“And not a vanity is given in vain.”

“Would ye be blest? despise low joys, low gains,

Disdain whatever Cornbury disdains,

Be virtuous, and be happy for your pains.”

[14.] Pope is the foremost literary figure of his age and century; and he is also the head of a school. He brought to perfection a style of writing verse which was followed by hundreds of clever writers. Cowper says of him:—

“But Pope—his musical finesse was such,

So nice his ear, so delicate his touch,—

Made poetry a mere mechanic art,

And every warbler has his tune by heart.”
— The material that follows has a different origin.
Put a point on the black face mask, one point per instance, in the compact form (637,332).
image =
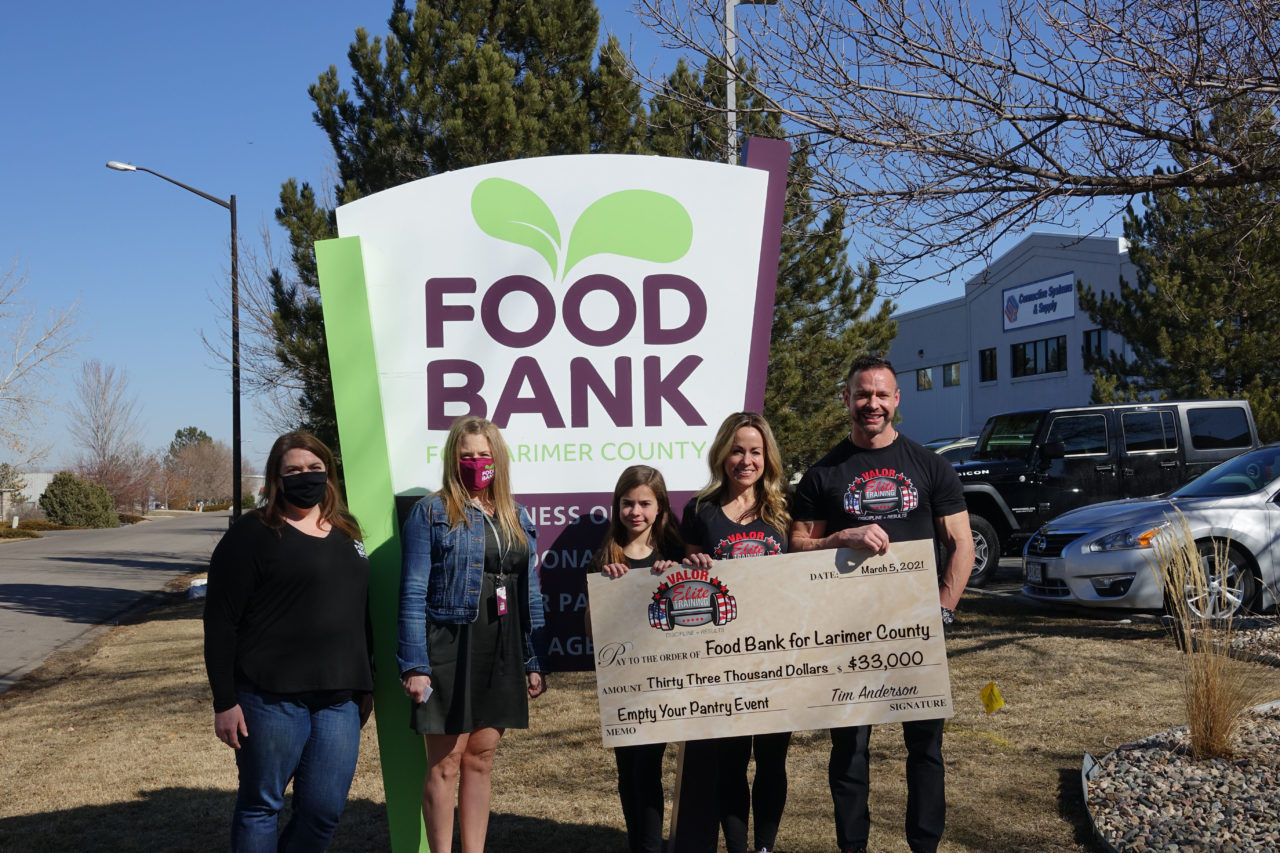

Pope was not the poet of nature or of humanity; he was the poet of “the town,” and of the Court. He was greatly influenced by the neatness and polish of French verse; and, from his boyhood, his great ambition was to be “a correct poet.” He worked and worked, polished and polished, until each idea had received at his hands its very neatest and most epigrammatic expression. In the art of condensed, compact, pointed, and yet harmonious and flowing verse, Pope has no equal. But, as a vehicle for poetry—for the love and sympathy with nature and man which every true poet must feel, Pope’s verse is artificial; and its style of expression has now died out. It was one of the chief missions of Wordsworth to drive the Popian second-hand vocabulary out of existence.